Menjawab Tantangan: Konten Provokatif dan Polarisasi Agama
Salah satu tantangan besar moderasi beragama di era digital adalah menjawab konten-konten provokatif yang menyesatkan umat. Beberapa ciri konten yang berbahaya antara lain:
Judul yang mengkafirkan atau menyudutkan pihak tertentu, Potongan ceramah yang diambil tanpa konteks.
Narasi “kita paling benar, yang lain sesat”.
Memprovokasi untuk membenci, memisahkan, bahkan memberontak terhadap pemerintah yang sah. Jika masyarakat Aceh tidak segera membangun daya tahan spiritual dan literasi digital, maka generasi kita akan terjebak dalam sikap-sikap ekstrem yang merusak harmoni sosial dan keislaman.
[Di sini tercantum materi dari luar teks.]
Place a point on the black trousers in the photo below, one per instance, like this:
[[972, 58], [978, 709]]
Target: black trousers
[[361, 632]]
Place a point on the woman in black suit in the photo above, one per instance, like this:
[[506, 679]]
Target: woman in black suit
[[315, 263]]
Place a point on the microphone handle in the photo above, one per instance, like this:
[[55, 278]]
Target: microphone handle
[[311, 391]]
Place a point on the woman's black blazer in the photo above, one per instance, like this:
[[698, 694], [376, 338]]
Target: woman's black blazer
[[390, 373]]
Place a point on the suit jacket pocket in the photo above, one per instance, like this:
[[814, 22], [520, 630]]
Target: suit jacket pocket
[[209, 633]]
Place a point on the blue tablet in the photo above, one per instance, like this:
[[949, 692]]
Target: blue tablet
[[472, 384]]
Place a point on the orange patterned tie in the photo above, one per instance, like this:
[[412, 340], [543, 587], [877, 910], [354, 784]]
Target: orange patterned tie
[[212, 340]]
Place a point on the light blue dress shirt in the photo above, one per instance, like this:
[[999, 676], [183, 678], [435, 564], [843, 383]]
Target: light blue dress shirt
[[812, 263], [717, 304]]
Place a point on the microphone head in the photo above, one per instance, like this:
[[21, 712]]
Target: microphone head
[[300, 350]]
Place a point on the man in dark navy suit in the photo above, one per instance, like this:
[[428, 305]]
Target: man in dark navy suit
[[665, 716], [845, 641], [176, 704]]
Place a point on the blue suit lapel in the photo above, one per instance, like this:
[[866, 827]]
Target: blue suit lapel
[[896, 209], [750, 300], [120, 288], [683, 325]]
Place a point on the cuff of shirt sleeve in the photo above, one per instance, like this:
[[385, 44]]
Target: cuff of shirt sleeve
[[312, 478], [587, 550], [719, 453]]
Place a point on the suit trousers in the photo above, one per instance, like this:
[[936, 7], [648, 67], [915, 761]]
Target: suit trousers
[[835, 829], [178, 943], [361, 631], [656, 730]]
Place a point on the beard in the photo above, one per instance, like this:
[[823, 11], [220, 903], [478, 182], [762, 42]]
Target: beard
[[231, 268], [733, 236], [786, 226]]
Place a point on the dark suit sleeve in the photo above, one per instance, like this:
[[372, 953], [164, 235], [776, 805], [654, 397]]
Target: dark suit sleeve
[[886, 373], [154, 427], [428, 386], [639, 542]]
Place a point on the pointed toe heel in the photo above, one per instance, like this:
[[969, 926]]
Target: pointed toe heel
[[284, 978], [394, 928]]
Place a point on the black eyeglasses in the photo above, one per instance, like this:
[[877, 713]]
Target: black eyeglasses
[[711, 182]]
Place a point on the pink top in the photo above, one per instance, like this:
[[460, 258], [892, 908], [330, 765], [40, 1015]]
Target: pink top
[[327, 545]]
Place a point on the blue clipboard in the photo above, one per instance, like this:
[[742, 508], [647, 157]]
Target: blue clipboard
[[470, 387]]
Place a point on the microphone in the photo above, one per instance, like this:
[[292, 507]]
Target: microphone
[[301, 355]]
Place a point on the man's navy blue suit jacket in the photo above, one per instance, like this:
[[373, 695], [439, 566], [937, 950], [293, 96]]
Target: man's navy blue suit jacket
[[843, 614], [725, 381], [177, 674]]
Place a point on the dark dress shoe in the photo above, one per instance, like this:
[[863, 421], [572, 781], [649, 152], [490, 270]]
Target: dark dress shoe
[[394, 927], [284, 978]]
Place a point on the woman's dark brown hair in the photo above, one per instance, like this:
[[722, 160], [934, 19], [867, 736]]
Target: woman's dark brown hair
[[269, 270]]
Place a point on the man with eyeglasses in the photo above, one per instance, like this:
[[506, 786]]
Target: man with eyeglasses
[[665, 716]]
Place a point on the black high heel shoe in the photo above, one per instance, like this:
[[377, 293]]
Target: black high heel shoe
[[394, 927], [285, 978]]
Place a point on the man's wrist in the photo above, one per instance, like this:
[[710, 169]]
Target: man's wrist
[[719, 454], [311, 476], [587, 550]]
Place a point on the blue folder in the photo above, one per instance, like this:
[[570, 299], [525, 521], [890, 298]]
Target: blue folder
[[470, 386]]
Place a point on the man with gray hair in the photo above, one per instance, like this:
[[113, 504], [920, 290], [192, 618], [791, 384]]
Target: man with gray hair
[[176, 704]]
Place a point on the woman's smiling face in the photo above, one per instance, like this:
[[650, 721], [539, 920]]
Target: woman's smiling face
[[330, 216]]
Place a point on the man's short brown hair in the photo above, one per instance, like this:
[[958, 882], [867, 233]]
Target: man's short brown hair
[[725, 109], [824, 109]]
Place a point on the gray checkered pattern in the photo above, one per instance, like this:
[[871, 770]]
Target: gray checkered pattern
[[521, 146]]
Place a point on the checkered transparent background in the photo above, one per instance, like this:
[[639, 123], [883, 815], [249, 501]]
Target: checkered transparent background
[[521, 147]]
Kesimpulan: Moderasi sebagai Jalan Tengah dan Jalan Lurus
Moderasi beragama bukan jalan tengah yang netral dan ambigu. Ia adalah jalan lurus yang diajarkan Islam: adil, seimbang, menghindari ghuluw (berlebihan), dan mengedepankan akhlak dalam setiap tindakan.
Di era digital, moderasi bukan hanya dibutuhkan dalam interaksi sosial langsung, tetapi juga dalam klik, unggahan, dan komentar kita di media sosial. Karena jejak digital adalah jejak dakwah.
Aceh dengan keistimewaannya bisa menjadi model nasional dalam penerapan moderasi beragama yang berbasis syariat. Tapi itu hanya mungkin jika:
Pemerintah Aceh mendukung regulasi dan pendidikan digital yang seimbang.Ulama bersuara aktif dan membimbing umat di ruang digital.Anak muda terlibat sebagai produsen narasi Islam yang damai dan mempersatukan.
Maka dari itu, di era digital ini, menjaga agama bukan hanya dengan lisan dan tulisan, tapi juga dengan sentuhan di layar ponsel. Mari kita hidupkan moderasi beragama bukan hanya sebagai wacana, tapi sebagai praktik harian yang menyentuh akal dan hati, baik di dunia nyata maupun maya.